I notice as I read through the first volume that because of the survey nature of the book, there is little time to do more than highlight key people and events in various ancient civilizations and that this is done mostly in relation to what the Church calls "Salvation History". This brings up a final point about the researching and selection of details. Dr Carroll holds that the Incarnation is the central point of history -- that God carefully prepared the world so that the greatest event in history could be like a seed planted in ready ground. So a lot of the discussion of various pre-Christian cultures will concern how these cultures pre-shadowed (in natural terms) Christendom or how they (unintentionally, inadvertently) enabled Christendom to take root and grow. This method means that some things thought important in secular histories -- like, say, Egyptian burial procedures or Hatsheput the female pharoah -- will hardly get a mention in this book, while a more quirky side-aspect like Akehnaton's monotheism will be discussed at more length. And while Caesar's share in Romanizing Europe is gone into in some detail, his assassination gets barely more than a paragraph at the end of a chapter on Rome. For this reason I am planning to have another textbook or survey on hand in order to use it for an occasional contrast or for perspective. I have History of Civilization by Crane Brinton which is my favorite of all the ones I've seen so far. He even has recommendations for historical fiction after each chapter.

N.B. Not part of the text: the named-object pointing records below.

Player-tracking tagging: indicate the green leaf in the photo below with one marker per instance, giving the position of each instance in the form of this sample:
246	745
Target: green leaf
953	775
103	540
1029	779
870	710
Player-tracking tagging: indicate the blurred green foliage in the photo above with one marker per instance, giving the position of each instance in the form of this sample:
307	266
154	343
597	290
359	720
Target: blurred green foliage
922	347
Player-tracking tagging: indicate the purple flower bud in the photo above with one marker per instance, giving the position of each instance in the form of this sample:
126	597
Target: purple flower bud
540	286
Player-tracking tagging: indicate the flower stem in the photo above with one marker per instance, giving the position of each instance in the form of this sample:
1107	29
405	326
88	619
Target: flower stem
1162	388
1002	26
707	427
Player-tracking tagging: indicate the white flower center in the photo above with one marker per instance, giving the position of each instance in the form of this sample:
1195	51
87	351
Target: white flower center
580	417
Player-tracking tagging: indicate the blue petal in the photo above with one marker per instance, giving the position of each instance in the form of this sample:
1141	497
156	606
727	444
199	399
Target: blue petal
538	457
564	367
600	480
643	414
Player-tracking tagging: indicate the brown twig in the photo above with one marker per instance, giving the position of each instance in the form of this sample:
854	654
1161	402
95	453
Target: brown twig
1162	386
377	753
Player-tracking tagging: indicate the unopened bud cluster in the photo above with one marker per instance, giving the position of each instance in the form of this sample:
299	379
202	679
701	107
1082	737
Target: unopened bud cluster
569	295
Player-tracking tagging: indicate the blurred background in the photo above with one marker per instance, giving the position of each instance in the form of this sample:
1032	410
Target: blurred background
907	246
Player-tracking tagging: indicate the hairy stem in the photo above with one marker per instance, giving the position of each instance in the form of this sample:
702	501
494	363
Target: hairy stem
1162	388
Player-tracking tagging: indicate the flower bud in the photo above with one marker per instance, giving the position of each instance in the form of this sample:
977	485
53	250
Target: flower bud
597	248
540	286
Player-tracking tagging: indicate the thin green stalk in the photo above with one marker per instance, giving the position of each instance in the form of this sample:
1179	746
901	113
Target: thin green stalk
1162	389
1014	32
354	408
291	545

It covers all of history from Prehistoric Man up to the Age of Revolution in one volume : ).

Perhaps Warren Carroll's pinpointing method will help me be more ruthless about MY focus -- see my dilemma above about needing more time to do the thing justice. He does well with combining a lectio stataria with a lectio cursiva -- ie, treating certain key things more thoroughly and skipping through other things that aren't as valuable in making his case, while still leaving openings (he mentions this explicitly) for the next generation of historians to develop more detailed treatments of the things he passes through quickly. This suggests that I could do something roughly similar in the course -- emphasize certain things and have more accountability for those things, pass quickly through other things, and encourage some research opportunities.

I'm planning to have my 9th grader read 3-4 pages at a time, spend the rest of the lesson focusing on some aspect or doing more research or reading related literature, and then every 3-4 weeks do some research/writing project that will take several days. This is how K12 did it and I really liked the approach though the emphasis was obviously more informed citizenry than religious or moral formation per se.